While I was out walking this morning I was reminded of the devastation of Hurricane Sandy in my neighborhood in New Jersey. While the homes in Jackson were largely unscathed there was a tremendous loss of trees. As I saw these majestic, very large trees fallen onto the forest floor I noticed something fascinating. Those trees that had not withstood the storm had very shallow root systems, roots that were unable to sustain the size of the tree when the storm hit. I asked my husband why such large trees in this area had not grown significant root systems. His answer was revealing to me. He said that because there was so much rainfall in Jackson, the soil was always moist and the trees did not have to grow deep roots to get nourished.

This made me think about how this applied to us as individually as people, in our relationships with others and in our working life on an emotional level. I could see some parallels and messages. As with these trees, when life is good we tend to forge forwards and upwards without even thinking. Life is good so why question it? The question is, if the storms of life hit us will we be able to withstand them?

It appears from the illustration of the fallen trees that those trees whose ground is not so fertile have had to grow their roots very deep in order to reach the water. Could it be that trials or difficulties cause us as humans to do the same? It is in the face of difficulties that we have to dig deep within ourselves for the resources to overcome, to get through them. Each time that we face and overcome a difficulty successfully, it results in greater confidence in our abilities and the beginnings of a tool box to deal with the next trials. Our difficulties then are part of our preparation for future trials. The ‘roots’ of our emotional self-reliance grow stronger and more secure.

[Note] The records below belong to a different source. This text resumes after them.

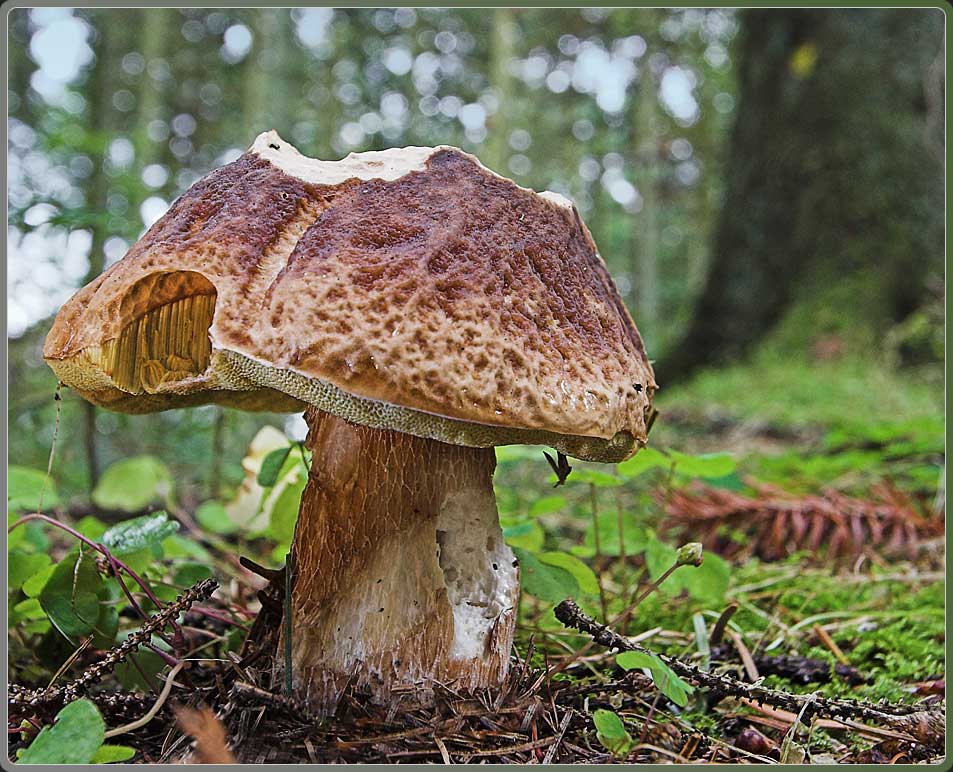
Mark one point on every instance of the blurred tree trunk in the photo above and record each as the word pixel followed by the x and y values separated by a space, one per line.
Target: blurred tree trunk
pixel 153 37
pixel 829 164
pixel 269 78
pixel 645 143
pixel 21 67
pixel 104 76
pixel 502 47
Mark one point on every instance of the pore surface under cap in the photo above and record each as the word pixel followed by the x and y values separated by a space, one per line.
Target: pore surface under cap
pixel 410 289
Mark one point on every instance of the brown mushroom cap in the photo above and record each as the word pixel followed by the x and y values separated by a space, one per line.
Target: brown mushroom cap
pixel 408 289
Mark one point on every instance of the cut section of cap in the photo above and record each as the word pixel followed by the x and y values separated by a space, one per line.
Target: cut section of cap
pixel 409 289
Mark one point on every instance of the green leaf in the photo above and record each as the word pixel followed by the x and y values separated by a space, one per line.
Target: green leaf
pixel 284 511
pixel 33 586
pixel 611 733
pixel 641 462
pixel 178 546
pixel 212 517
pixel 109 754
pixel 706 583
pixel 632 540
pixel 73 739
pixel 271 466
pixel 71 596
pixel 139 533
pixel 26 610
pixel 24 488
pixel 133 484
pixel 527 535
pixel 588 583
pixel 23 565
pixel 91 527
pixel 663 676
pixel 546 582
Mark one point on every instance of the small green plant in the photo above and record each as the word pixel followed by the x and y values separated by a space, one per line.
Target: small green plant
pixel 612 734
pixel 76 737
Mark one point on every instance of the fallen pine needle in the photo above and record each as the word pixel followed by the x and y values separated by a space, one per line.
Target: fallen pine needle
pixel 834 649
pixel 153 711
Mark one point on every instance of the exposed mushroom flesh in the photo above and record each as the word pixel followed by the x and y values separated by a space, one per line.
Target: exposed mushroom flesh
pixel 402 575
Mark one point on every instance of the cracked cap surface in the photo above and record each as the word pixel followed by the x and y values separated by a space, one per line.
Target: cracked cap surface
pixel 408 289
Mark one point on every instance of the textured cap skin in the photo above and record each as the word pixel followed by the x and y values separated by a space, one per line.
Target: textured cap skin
pixel 408 289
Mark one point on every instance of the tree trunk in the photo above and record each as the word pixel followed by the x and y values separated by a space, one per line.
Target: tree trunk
pixel 269 79
pixel 645 225
pixel 834 200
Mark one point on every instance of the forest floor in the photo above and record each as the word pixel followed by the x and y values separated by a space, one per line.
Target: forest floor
pixel 813 630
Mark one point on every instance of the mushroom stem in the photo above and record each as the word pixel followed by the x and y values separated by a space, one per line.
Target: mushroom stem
pixel 402 577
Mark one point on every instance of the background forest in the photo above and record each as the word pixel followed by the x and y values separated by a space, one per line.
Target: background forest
pixel 767 189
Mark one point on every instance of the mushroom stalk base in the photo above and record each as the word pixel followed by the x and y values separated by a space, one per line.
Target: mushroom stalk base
pixel 402 578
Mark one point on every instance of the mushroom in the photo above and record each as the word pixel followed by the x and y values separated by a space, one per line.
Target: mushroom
pixel 421 310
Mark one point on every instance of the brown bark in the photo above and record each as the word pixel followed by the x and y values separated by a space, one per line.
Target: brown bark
pixel 402 576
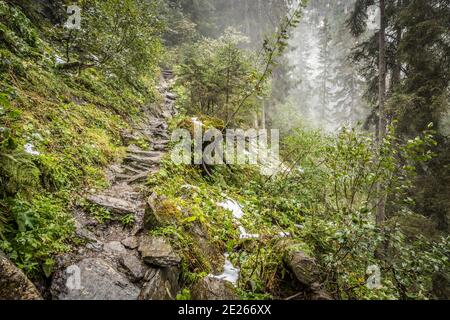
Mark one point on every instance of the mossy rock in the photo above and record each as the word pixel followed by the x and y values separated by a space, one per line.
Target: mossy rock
pixel 160 212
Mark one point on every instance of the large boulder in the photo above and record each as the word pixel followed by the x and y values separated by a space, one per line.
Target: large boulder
pixel 92 279
pixel 160 284
pixel 210 288
pixel 160 212
pixel 14 285
pixel 303 266
pixel 156 251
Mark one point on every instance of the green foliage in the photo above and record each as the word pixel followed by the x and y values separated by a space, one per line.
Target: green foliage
pixel 120 37
pixel 43 229
pixel 215 74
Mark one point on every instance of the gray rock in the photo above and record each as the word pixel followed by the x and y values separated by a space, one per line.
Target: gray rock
pixel 134 266
pixel 115 247
pixel 131 242
pixel 210 288
pixel 156 251
pixel 155 214
pixel 14 285
pixel 92 279
pixel 161 284
pixel 303 266
pixel 113 204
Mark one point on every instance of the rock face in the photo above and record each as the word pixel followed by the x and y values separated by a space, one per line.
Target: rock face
pixel 303 266
pixel 155 251
pixel 92 279
pixel 134 266
pixel 154 216
pixel 213 289
pixel 14 285
pixel 161 284
pixel 305 270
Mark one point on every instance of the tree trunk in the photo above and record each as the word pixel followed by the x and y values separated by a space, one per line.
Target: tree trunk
pixel 381 207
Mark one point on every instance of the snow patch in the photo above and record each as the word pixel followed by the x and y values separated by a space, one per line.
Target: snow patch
pixel 232 206
pixel 230 273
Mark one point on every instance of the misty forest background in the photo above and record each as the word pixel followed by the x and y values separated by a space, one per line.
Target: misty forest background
pixel 363 115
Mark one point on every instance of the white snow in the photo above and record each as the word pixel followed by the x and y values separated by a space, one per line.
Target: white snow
pixel 29 148
pixel 59 60
pixel 245 235
pixel 197 122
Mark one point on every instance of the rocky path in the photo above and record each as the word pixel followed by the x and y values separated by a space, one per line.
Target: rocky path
pixel 115 262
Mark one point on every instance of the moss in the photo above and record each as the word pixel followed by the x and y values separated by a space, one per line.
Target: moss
pixel 73 120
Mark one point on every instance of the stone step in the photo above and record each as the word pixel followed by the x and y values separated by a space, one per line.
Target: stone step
pixel 129 169
pixel 113 204
pixel 137 151
pixel 171 96
pixel 140 167
pixel 142 160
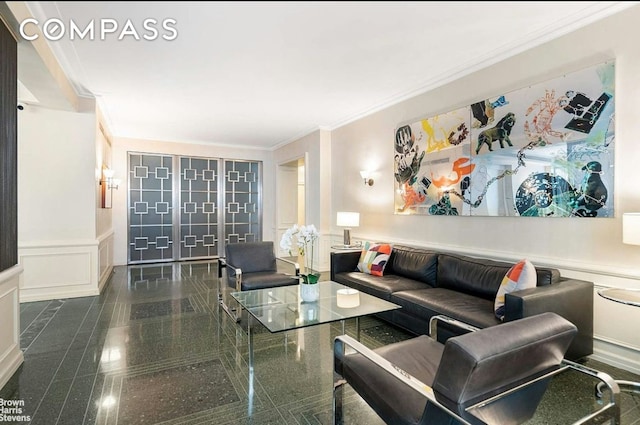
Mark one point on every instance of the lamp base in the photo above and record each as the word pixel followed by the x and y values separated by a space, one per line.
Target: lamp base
pixel 347 237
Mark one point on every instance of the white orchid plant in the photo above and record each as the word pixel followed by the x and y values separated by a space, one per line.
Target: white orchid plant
pixel 304 238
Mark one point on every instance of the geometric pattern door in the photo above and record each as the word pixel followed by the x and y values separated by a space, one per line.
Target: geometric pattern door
pixel 198 207
pixel 242 201
pixel 150 208
pixel 183 208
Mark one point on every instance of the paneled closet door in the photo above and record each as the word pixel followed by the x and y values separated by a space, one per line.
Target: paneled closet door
pixel 199 212
pixel 151 208
pixel 186 208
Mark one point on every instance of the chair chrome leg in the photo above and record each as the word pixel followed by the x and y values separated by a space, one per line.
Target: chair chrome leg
pixel 338 396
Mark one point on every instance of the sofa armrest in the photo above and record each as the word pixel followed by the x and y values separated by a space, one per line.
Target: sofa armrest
pixel 344 262
pixel 570 298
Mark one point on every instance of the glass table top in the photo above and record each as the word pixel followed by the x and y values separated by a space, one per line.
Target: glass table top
pixel 282 308
pixel 622 295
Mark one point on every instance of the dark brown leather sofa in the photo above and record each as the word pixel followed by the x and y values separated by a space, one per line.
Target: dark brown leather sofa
pixel 428 283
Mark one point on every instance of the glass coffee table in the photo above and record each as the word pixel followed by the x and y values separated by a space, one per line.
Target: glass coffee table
pixel 282 309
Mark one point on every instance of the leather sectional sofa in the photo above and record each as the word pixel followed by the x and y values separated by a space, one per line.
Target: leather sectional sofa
pixel 427 283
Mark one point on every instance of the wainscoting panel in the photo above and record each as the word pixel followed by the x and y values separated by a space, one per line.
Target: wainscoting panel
pixel 10 354
pixel 58 271
pixel 105 258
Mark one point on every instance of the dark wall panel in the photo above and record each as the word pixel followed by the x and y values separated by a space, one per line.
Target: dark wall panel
pixel 8 149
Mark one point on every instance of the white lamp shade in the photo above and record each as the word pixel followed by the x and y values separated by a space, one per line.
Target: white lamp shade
pixel 348 219
pixel 631 228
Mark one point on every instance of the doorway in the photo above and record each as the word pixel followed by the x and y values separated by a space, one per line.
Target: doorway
pixel 291 197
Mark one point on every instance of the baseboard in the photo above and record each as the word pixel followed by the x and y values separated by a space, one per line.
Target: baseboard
pixel 58 293
pixel 9 364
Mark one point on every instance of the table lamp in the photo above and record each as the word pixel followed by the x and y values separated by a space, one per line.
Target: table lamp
pixel 347 220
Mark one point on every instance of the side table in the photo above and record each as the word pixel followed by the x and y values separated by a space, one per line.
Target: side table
pixel 629 297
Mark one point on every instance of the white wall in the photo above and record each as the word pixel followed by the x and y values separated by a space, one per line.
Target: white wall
pixel 104 216
pixel 10 354
pixel 120 149
pixel 586 248
pixel 316 147
pixel 57 243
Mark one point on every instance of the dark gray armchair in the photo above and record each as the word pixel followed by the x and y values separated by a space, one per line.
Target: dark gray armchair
pixel 253 265
pixel 422 381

Society is constantly sending us messages to try and find the easy way out of everything, to cushion the blows. We are in a society where we try and medicate all of our pain, not just physical but emotional too. In our parenting, many are trying to wrap their children in cotton wool to protect them from all harm. Are we in fact doing these children more harm by preventing them from having growing experiences; preventing them from learning from their mistakes by trying to create the perfect  environment? How can we, our children, our husbands and wives know that we can withstand a real storm in our lives if we keep protecting ourselves along the way?

I am not suggesting that we allow children to walk freely on the road or place themselves purposely in harm’s way. I am not even suggesting that we invite hard times or difficulties. Life will do that all by itself without our additional help. I am suggesting that we teach ourselves and those we love to walk into the fear, to walk into the trials without turning sideways or running away. Just imagine how strong as a people we would be if we let this happen!